Chi ha seguito le esplorazioni marziane sa quanto possano essere affascinanti certi scorci. Questa volta Curiosity si è imbattuto in una distesa dall’aspetto quasi ordinato, con il terreno che si organizza in una serie di forme geometriche ripetute. Da qui il nome, un po’ poetico e un po’ tecnico, di “mare di poligoni“. Formazioni del genere raccontano molto della storia geologica del pianeta, dei cicli di espansione e contrazione del suolo, delle condizioni che hanno modellato quella superficie nel corso di tempi lunghissimi. Sono proprio dettagli come questi a rendere ogni nuova serie di scatti qualcosa di più di una semplice cartolina. Ogni immagine è un pezzo di puzzle che aiuta a ricostruire il passato di Marte, un pianeta che continua a nascondere più domande che risposte.
La ruota malandata e il piano della NASA
Il rovescio della medaglia arriva quando l’obiettivo si sposta sul rover stesso. Le foto mostrano chiaramente che la ruota posteriore di Curiosity ha visto giorni migliori. Anni di viaggio su un terreno tutt’altro che gentile, fatto di rocce affilate e superfici irregolari, hanno lasciato il segno. Buchi, crepe, deformazioni: il quadro non è dei più rassicuranti per chi tiene a questo instancabile esploratore.
La buona notizia è che alla NASA non si sono fatti cogliere impreparati. Anche a milioni di chilometri di distanza, con il rover che non può certo passare da un’officina, gli ingegneri hanno messo a punto una strategia per gestire il problema e prolungare il più possibile la vita operativa del mezzo. Il tutto pilotato comodamente dalla Terra, con aggiustamenti al modo in cui Curiosity si muove e affronta i tratti più insidiosi.

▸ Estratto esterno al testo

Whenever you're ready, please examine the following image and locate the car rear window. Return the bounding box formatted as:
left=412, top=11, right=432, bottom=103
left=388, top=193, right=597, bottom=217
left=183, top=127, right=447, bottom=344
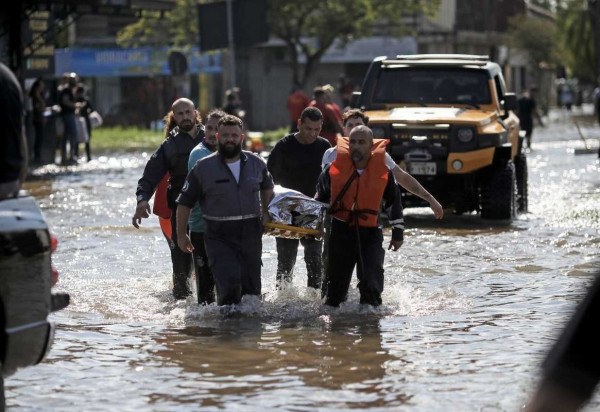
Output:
left=372, top=67, right=491, bottom=105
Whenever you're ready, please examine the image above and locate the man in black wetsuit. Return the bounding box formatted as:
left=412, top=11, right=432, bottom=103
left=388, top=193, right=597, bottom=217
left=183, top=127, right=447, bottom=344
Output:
left=267, top=107, right=331, bottom=289
left=132, top=98, right=204, bottom=299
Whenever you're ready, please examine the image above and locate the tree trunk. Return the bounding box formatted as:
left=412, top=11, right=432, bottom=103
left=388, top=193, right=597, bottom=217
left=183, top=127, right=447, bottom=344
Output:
left=588, top=0, right=600, bottom=83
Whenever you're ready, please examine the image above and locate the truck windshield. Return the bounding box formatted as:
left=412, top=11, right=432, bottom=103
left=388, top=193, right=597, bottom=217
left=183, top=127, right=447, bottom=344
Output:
left=373, top=67, right=492, bottom=106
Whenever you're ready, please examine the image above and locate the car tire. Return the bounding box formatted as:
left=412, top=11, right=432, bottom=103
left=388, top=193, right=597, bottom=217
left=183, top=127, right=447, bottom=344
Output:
left=481, top=161, right=517, bottom=220
left=515, top=154, right=529, bottom=213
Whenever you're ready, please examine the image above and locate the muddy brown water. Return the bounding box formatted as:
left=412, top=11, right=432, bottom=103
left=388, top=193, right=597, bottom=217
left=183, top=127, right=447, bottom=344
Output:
left=6, top=108, right=600, bottom=411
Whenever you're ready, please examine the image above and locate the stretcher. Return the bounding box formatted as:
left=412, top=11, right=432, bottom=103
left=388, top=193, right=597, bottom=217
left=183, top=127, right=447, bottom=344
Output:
left=264, top=222, right=323, bottom=239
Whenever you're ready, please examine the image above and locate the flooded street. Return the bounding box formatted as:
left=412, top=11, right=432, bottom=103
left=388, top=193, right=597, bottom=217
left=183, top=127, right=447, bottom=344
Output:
left=5, top=113, right=600, bottom=412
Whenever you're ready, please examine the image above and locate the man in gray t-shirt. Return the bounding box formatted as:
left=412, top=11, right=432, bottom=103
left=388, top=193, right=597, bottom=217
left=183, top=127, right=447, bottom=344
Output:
left=177, top=115, right=273, bottom=305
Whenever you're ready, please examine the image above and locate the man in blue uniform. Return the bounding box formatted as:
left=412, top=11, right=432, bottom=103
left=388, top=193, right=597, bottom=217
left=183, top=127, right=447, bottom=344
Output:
left=177, top=115, right=273, bottom=305
left=188, top=110, right=226, bottom=305
left=132, top=98, right=204, bottom=299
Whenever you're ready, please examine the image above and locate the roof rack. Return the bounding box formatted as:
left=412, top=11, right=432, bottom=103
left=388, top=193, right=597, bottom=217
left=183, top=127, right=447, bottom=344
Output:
left=396, top=54, right=490, bottom=62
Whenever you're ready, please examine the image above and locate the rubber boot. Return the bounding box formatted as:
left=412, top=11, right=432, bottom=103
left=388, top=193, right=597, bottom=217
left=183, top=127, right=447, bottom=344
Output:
left=171, top=247, right=192, bottom=299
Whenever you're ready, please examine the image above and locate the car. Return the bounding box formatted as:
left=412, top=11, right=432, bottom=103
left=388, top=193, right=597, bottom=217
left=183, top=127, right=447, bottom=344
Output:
left=352, top=54, right=527, bottom=221
left=0, top=190, right=69, bottom=410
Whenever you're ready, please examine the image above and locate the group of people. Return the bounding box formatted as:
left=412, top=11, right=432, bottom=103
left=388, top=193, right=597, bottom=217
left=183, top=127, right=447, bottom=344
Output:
left=132, top=94, right=443, bottom=307
left=29, top=73, right=94, bottom=165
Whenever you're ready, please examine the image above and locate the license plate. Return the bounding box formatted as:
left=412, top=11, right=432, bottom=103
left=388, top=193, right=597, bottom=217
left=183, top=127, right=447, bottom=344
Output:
left=408, top=162, right=437, bottom=176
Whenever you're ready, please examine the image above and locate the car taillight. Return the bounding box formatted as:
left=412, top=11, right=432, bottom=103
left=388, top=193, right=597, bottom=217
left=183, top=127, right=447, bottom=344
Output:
left=50, top=234, right=58, bottom=252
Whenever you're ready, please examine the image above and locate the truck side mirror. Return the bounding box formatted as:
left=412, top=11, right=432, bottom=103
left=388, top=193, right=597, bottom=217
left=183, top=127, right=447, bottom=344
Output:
left=502, top=93, right=517, bottom=110
left=350, top=92, right=361, bottom=108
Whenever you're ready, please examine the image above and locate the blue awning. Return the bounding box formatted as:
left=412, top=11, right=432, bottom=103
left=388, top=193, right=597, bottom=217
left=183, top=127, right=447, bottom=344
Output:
left=54, top=47, right=223, bottom=77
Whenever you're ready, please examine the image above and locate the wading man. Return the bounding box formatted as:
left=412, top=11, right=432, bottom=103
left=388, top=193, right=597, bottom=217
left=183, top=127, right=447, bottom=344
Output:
left=316, top=126, right=404, bottom=306
left=131, top=98, right=204, bottom=299
left=177, top=115, right=273, bottom=305
left=188, top=110, right=225, bottom=305
left=267, top=107, right=331, bottom=289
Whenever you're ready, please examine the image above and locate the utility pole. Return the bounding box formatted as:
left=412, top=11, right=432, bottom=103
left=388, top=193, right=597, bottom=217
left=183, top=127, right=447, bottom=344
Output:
left=227, top=0, right=237, bottom=88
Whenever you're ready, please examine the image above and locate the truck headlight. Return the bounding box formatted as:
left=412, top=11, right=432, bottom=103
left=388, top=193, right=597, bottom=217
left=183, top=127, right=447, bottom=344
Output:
left=371, top=126, right=385, bottom=139
left=457, top=127, right=473, bottom=143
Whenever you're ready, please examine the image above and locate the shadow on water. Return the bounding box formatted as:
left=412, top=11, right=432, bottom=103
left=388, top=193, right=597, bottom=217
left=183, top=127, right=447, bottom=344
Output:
left=404, top=208, right=528, bottom=235
left=150, top=311, right=411, bottom=410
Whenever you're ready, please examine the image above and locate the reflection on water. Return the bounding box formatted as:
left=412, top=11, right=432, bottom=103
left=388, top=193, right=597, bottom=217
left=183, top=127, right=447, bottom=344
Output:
left=6, top=123, right=600, bottom=412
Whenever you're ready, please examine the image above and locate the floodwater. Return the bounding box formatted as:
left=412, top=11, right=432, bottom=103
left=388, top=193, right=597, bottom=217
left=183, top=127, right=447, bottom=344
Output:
left=6, top=108, right=600, bottom=412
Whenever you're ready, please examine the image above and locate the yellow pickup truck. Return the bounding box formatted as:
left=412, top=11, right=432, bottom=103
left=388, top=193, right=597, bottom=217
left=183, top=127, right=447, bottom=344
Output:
left=352, top=54, right=527, bottom=221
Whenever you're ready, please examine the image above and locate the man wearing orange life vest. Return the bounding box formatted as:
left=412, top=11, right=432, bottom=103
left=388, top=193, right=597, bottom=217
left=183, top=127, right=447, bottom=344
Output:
left=315, top=126, right=404, bottom=306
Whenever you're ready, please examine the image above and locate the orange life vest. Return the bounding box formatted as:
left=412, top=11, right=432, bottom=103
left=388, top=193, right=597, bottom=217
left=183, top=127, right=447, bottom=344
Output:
left=329, top=137, right=389, bottom=227
left=152, top=172, right=171, bottom=219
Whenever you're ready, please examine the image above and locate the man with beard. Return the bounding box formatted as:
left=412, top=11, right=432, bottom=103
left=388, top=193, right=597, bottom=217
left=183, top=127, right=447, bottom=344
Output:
left=315, top=126, right=404, bottom=306
left=188, top=109, right=226, bottom=305
left=267, top=107, right=331, bottom=289
left=131, top=98, right=204, bottom=299
left=177, top=115, right=273, bottom=305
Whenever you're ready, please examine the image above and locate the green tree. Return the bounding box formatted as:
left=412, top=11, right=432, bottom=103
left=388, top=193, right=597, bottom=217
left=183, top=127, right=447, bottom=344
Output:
left=588, top=0, right=600, bottom=83
left=508, top=14, right=561, bottom=80
left=269, top=0, right=439, bottom=86
left=117, top=0, right=440, bottom=86
left=558, top=0, right=600, bottom=82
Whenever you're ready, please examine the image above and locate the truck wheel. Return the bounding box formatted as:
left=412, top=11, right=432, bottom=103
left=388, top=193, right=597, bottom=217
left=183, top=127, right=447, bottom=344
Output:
left=0, top=372, right=6, bottom=412
left=481, top=161, right=516, bottom=220
left=515, top=154, right=529, bottom=213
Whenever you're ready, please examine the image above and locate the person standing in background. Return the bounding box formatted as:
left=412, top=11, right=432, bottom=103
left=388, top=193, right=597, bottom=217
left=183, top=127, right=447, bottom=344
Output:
left=0, top=63, right=27, bottom=200
left=517, top=87, right=544, bottom=149
left=58, top=73, right=78, bottom=165
left=286, top=84, right=310, bottom=133
left=29, top=77, right=46, bottom=164
left=75, top=83, right=94, bottom=162
left=310, top=87, right=344, bottom=146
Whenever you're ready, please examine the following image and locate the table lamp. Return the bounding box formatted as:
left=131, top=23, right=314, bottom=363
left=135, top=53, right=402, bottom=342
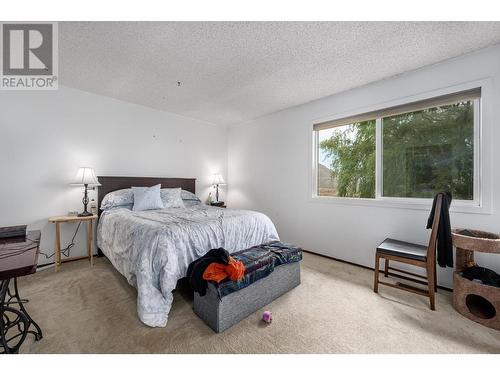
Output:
left=212, top=173, right=226, bottom=203
left=71, top=167, right=101, bottom=217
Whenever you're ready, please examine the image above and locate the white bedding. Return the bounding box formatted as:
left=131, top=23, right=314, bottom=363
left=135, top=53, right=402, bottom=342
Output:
left=97, top=205, right=279, bottom=327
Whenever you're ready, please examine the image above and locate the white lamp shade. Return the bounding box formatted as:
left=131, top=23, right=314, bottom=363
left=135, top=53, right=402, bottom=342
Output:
left=72, top=167, right=101, bottom=186
left=212, top=173, right=226, bottom=185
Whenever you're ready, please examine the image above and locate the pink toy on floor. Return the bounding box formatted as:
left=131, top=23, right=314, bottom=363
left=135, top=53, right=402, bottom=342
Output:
left=262, top=310, right=273, bottom=323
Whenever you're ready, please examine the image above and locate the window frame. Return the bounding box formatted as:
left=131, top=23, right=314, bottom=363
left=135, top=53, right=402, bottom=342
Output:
left=309, top=81, right=491, bottom=214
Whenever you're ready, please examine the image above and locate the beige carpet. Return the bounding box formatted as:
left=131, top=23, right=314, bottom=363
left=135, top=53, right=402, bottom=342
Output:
left=20, top=254, right=500, bottom=353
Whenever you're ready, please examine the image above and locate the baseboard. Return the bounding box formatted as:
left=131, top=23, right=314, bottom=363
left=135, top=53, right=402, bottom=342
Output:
left=302, top=249, right=453, bottom=292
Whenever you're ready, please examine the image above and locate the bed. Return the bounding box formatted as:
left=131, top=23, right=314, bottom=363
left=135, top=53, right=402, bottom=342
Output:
left=97, top=176, right=279, bottom=327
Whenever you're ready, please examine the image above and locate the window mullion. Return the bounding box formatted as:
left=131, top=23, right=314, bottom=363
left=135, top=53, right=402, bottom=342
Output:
left=375, top=118, right=383, bottom=199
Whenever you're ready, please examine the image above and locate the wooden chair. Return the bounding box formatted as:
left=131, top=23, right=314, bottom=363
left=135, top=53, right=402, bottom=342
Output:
left=373, top=194, right=443, bottom=310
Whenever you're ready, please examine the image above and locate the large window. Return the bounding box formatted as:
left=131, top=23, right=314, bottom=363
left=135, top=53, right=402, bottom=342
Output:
left=314, top=89, right=481, bottom=201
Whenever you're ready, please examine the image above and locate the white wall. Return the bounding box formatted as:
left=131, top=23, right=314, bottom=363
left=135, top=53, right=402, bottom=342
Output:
left=0, top=86, right=227, bottom=264
left=228, top=46, right=500, bottom=286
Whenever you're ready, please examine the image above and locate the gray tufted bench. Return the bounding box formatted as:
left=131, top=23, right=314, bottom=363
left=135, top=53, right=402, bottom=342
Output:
left=193, top=242, right=302, bottom=332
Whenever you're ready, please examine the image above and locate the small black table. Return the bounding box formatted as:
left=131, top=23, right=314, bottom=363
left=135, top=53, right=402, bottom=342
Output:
left=0, top=231, right=42, bottom=354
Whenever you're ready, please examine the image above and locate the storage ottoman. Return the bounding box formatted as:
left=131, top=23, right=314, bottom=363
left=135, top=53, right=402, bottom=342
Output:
left=193, top=242, right=302, bottom=332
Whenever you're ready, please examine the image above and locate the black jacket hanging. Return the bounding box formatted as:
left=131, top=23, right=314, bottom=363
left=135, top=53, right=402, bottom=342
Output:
left=427, top=191, right=453, bottom=267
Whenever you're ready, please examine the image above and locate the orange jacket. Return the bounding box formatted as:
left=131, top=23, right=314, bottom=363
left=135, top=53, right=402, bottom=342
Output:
left=203, top=257, right=245, bottom=283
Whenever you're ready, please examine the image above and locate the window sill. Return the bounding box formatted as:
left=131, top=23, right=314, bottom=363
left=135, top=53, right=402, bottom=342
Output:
left=309, top=196, right=491, bottom=215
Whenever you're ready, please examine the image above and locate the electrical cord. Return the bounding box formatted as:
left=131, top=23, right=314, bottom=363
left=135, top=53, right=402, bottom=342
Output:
left=40, top=221, right=82, bottom=259
left=0, top=238, right=39, bottom=260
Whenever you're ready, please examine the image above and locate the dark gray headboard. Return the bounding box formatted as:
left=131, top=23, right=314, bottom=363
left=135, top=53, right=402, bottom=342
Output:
left=97, top=176, right=196, bottom=215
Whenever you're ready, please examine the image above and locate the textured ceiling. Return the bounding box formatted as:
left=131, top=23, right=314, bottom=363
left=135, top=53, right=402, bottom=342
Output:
left=59, top=22, right=500, bottom=125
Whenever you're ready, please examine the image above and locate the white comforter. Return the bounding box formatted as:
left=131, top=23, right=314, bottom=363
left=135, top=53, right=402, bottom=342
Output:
left=97, top=205, right=279, bottom=327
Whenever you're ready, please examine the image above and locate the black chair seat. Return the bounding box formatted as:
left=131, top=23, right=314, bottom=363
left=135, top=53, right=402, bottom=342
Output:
left=377, top=238, right=427, bottom=262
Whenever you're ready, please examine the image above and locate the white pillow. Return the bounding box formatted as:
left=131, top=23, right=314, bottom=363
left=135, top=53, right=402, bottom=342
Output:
left=132, top=184, right=164, bottom=211
left=101, top=189, right=134, bottom=210
left=160, top=188, right=184, bottom=208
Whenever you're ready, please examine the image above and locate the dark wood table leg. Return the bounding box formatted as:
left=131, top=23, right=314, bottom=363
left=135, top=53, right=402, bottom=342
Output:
left=0, top=278, right=43, bottom=354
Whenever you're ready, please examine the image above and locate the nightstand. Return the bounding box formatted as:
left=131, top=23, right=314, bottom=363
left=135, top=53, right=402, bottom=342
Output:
left=49, top=215, right=97, bottom=272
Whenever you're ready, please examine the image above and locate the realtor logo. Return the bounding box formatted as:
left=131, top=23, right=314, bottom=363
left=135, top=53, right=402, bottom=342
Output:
left=0, top=23, right=58, bottom=90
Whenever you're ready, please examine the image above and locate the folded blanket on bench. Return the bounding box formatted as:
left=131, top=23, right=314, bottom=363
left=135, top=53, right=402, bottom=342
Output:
left=214, top=241, right=302, bottom=298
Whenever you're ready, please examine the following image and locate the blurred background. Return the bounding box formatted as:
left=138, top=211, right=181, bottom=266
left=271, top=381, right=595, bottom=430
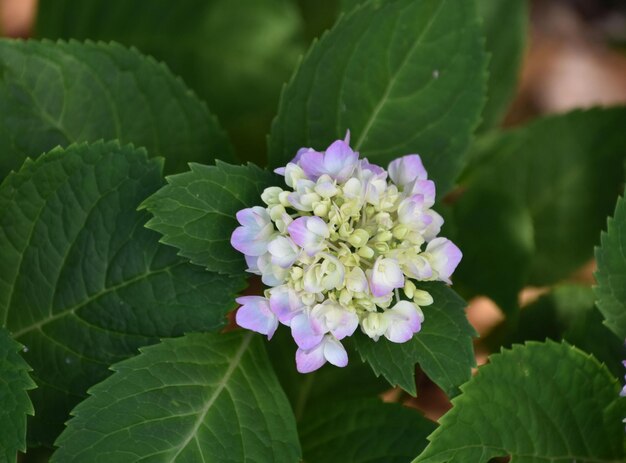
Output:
left=0, top=0, right=626, bottom=419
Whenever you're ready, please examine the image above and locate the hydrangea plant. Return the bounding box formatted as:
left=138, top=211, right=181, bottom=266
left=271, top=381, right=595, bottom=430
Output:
left=0, top=0, right=626, bottom=463
left=231, top=134, right=461, bottom=373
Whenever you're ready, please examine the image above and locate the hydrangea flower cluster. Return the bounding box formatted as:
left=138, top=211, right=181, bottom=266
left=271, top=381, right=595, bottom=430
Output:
left=231, top=133, right=461, bottom=373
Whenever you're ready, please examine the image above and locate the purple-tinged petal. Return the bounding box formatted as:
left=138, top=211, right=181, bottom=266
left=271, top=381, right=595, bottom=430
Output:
left=298, top=150, right=324, bottom=181
left=235, top=296, right=278, bottom=339
left=387, top=154, right=428, bottom=186
left=243, top=255, right=261, bottom=275
left=267, top=236, right=300, bottom=268
left=230, top=227, right=267, bottom=256
left=426, top=238, right=463, bottom=283
left=270, top=285, right=304, bottom=326
left=369, top=257, right=404, bottom=297
left=409, top=180, right=437, bottom=208
left=291, top=313, right=324, bottom=349
left=384, top=301, right=424, bottom=343
left=322, top=336, right=348, bottom=368
left=296, top=342, right=326, bottom=373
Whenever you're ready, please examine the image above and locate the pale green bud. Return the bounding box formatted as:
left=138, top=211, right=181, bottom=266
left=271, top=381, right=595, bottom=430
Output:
left=392, top=225, right=409, bottom=240
left=357, top=246, right=374, bottom=259
left=313, top=202, right=328, bottom=217
left=374, top=241, right=389, bottom=254
left=404, top=278, right=419, bottom=305
left=261, top=186, right=283, bottom=206
left=413, top=289, right=433, bottom=306
left=348, top=228, right=370, bottom=249
left=374, top=230, right=393, bottom=242
left=270, top=204, right=287, bottom=221
left=278, top=191, right=291, bottom=207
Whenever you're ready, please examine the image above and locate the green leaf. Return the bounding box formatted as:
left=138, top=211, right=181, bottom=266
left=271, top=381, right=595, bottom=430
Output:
left=354, top=283, right=476, bottom=396
left=459, top=107, right=626, bottom=285
left=35, top=0, right=302, bottom=164
left=300, top=397, right=436, bottom=463
left=269, top=0, right=486, bottom=193
left=0, top=38, right=231, bottom=179
left=0, top=142, right=244, bottom=445
left=267, top=329, right=389, bottom=421
left=502, top=285, right=626, bottom=376
left=141, top=161, right=279, bottom=274
left=415, top=341, right=626, bottom=463
left=477, top=0, right=528, bottom=129
left=0, top=328, right=36, bottom=463
left=446, top=185, right=534, bottom=315
left=595, top=198, right=626, bottom=339
left=52, top=332, right=301, bottom=463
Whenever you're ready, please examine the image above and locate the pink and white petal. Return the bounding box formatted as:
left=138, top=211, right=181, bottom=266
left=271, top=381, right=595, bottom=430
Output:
left=298, top=150, right=324, bottom=181
left=330, top=310, right=359, bottom=339
left=235, top=296, right=278, bottom=339
left=230, top=227, right=267, bottom=256
left=322, top=336, right=348, bottom=367
left=296, top=342, right=326, bottom=373
left=304, top=216, right=330, bottom=241
left=386, top=301, right=424, bottom=333
left=426, top=238, right=463, bottom=283
left=411, top=180, right=437, bottom=207
left=244, top=255, right=261, bottom=275
left=270, top=286, right=304, bottom=326
left=291, top=313, right=324, bottom=349
left=385, top=318, right=414, bottom=344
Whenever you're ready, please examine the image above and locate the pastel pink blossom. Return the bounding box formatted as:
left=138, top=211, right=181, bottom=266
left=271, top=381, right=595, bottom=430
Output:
left=296, top=335, right=348, bottom=373
left=235, top=296, right=278, bottom=339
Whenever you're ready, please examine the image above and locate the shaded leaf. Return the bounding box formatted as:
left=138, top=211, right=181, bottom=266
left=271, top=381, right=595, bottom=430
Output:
left=267, top=329, right=389, bottom=421
left=269, top=0, right=486, bottom=193
left=300, top=398, right=436, bottom=463
left=458, top=107, right=626, bottom=285
left=141, top=161, right=279, bottom=275
left=476, top=0, right=528, bottom=129
left=502, top=285, right=626, bottom=376
left=35, top=0, right=303, bottom=164
left=0, top=142, right=244, bottom=445
left=446, top=185, right=534, bottom=317
left=0, top=328, right=36, bottom=463
left=595, top=198, right=626, bottom=340
left=415, top=341, right=626, bottom=463
left=52, top=332, right=300, bottom=463
left=354, top=283, right=475, bottom=396
left=0, top=38, right=231, bottom=178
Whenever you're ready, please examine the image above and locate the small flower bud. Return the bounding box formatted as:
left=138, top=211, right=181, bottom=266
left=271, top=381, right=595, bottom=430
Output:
left=374, top=230, right=393, bottom=242
left=392, top=224, right=409, bottom=240
left=407, top=289, right=433, bottom=306
left=357, top=246, right=374, bottom=259
left=261, top=186, right=283, bottom=206
left=348, top=228, right=370, bottom=249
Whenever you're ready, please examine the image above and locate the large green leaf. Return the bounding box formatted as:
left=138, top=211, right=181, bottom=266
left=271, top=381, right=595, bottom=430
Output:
left=477, top=0, right=528, bottom=129
left=267, top=329, right=389, bottom=421
left=502, top=285, right=626, bottom=376
left=0, top=142, right=244, bottom=444
left=0, top=40, right=231, bottom=178
left=0, top=328, right=35, bottom=463
left=595, top=198, right=626, bottom=339
left=35, top=0, right=302, bottom=162
left=354, top=283, right=475, bottom=396
left=269, top=0, right=486, bottom=192
left=52, top=332, right=301, bottom=463
left=299, top=396, right=436, bottom=463
left=415, top=341, right=626, bottom=463
left=141, top=161, right=279, bottom=274
left=445, top=185, right=534, bottom=318
left=459, top=107, right=626, bottom=285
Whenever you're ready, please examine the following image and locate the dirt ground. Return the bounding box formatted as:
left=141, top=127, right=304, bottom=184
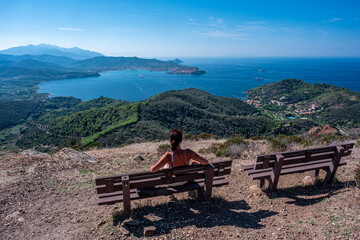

Non è la prima volta che le ruote del rover finiscono sotto osservazione. Il problema dell’usura è noto da tempo, e chi segue la missione ha imparato a conviverci, contando sull’ingegno di chi, da casa, riesce a tenere in vita una macchina che gira su un altro pianeta da più anni di quanti fossero previsti in origine. Resta l’immagine di un rover un po’ acciaccato ma ancora pienamente operativo, capace di regalare scoperte come quel curioso mare di poligoni che ora arricchisce l’album marziano di Curiosity.